Have modern politics become irredeemably tribal? In September, Thomas Friedman decried the “virus of tribalism” infecting the United States and other democracies. “Politics in the United States continues to feel increasingly tribal and divisive,” noted CNN’s Christiane Amanpour in 2018. If there’s one thing pundits have agreed on over the last few years — particularly in the Trump era — it’s that tribalism in politics is on the rise, and that’s a problem.
Or maybe it’s not that new — and the underlying problem lies inside us.
For my recent book, I spent months in conversation with a handful of thinkers who wrestle with the big questions driving populist politics today. One of them was Jonathan Haidt, whose 2013 book, Righteous Mind: Why Good People are Divided by Politics and Religion, astutely presaged the current conversation about tribal politics. He puts the blame not at the feet of Facebook or either party, but on humans’ basic need to define teams and camps, and belong to one of them. Throughout the history of the world, elaborate Hero-versus-Villain narratives have regularly been spun to glorify one political camp and demonize another. Who’s in charge never really matters.
Haidt, a social psychologist, suggested in his book — and still believes — this inclination might have an evolutionary background: Clans and villages that were bad at cooperating were often conquered by their less divided neighbors. This might have wired us to appreciate tribal kinship. It also may have wired us to prefer defending our reputations rather than defending the truth — another aspect of politics that infuriates journalists and pundits but appears to be built into the system. (Haidt reveals in his book that his eureka moment, in this respect, occurred when his wife asked why he had failed to do the dishes. Only afterwards did he grasp that his mind automatically invented an elaborate, and false, defense story that even he believed at first).
But he also thinks the problem has gotten far worse in the past decade, with social media creating a kind of outrage machine that feeds on, even amplifies these tendencies.

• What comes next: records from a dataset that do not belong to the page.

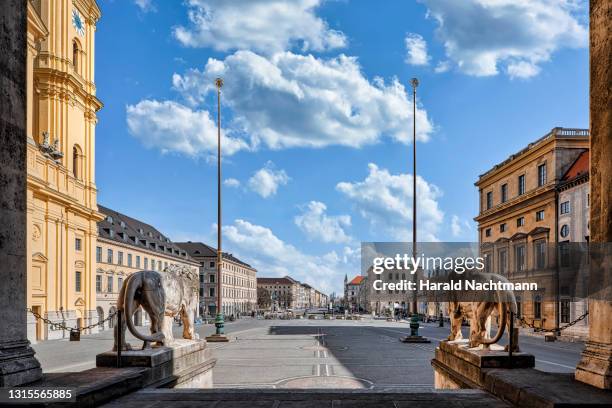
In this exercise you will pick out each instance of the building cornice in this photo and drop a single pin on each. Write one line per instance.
(146, 251)
(566, 137)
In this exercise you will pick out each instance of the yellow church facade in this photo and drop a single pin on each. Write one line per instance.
(62, 210)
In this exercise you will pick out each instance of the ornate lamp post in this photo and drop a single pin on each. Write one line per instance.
(219, 321)
(414, 319)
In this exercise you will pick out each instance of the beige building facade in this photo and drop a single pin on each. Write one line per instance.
(126, 245)
(61, 195)
(518, 218)
(238, 281)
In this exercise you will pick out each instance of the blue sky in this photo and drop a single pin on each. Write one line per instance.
(317, 116)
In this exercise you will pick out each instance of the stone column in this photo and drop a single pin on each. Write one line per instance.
(595, 367)
(17, 363)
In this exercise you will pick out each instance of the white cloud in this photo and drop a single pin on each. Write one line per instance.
(264, 26)
(443, 66)
(271, 256)
(385, 200)
(416, 50)
(266, 180)
(522, 69)
(481, 35)
(316, 224)
(291, 100)
(145, 5)
(459, 227)
(173, 127)
(231, 182)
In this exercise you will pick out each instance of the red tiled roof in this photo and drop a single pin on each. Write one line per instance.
(580, 167)
(356, 280)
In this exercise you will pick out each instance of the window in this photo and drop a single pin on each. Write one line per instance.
(564, 231)
(489, 200)
(537, 307)
(503, 261)
(504, 192)
(519, 257)
(521, 184)
(565, 207)
(541, 175)
(77, 281)
(564, 250)
(540, 254)
(77, 162)
(565, 311)
(75, 56)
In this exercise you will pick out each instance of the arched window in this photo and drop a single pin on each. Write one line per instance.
(77, 162)
(75, 56)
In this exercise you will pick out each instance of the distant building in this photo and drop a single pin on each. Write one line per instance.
(288, 293)
(352, 290)
(520, 212)
(573, 226)
(283, 292)
(238, 286)
(126, 245)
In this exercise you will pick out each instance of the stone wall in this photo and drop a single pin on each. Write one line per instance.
(17, 362)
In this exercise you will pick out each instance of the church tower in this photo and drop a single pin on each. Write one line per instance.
(61, 124)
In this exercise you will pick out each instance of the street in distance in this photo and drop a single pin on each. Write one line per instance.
(490, 285)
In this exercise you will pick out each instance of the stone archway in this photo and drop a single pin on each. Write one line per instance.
(112, 322)
(100, 316)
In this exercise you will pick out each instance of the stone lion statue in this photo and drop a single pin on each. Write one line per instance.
(163, 295)
(479, 313)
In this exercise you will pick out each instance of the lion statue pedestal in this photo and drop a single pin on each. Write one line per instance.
(456, 365)
(169, 361)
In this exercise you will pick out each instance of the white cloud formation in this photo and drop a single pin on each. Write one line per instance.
(271, 256)
(266, 180)
(459, 227)
(481, 35)
(145, 5)
(385, 200)
(173, 127)
(231, 182)
(443, 66)
(264, 26)
(416, 50)
(316, 224)
(291, 100)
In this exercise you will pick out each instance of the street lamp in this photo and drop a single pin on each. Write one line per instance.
(414, 319)
(219, 321)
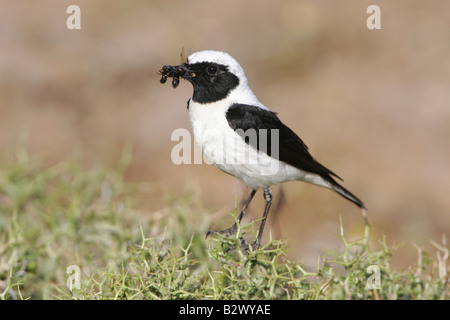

So the real challenge isn’t how to get tribalism out of politics. It’s how to design a system that pays heed to our inherent shortcomings. In a recent interview with Haidt, he zeroed in on two critical ingredients: political reform and social media reform. “The worst number of political parties to have in a country is one,” he says. “But the second worst number is two.”
Two political tribes, equally convinced they possess the moral high-ground, might seek to rule through open confrontation with the aim to subjugate. On the other hand, three political tribes or more can be more incentivized to seek alliances. But with the country’s two-party system unlikely to go anywhere any time soon, Haidt suggests steps to rein in the power of the extremes on both sides.
One idea: requiring open primaries for all elections so people don’t have to be a member of a certain party to vote. Another is detoxifying the public square through a serious social media overhaul, an idea gaining more currency after the revelations of Facebook whistleblower Frances Haugen.
The following transcript of our conversation has been edited for length and clarity.
In just about every way that counts, we are living during the most prosperous era ever. Yet, paradoxically, numerous politicians and voters are fighting tooth and nail while seemingly set on identifying mainly problems and differences. It is easy to see that, while the intellectual debate is so sensitive, it must be a very challenging climate not least for a social psychologist. Then again, from an analytical perspective, is it also an especially fascinating time?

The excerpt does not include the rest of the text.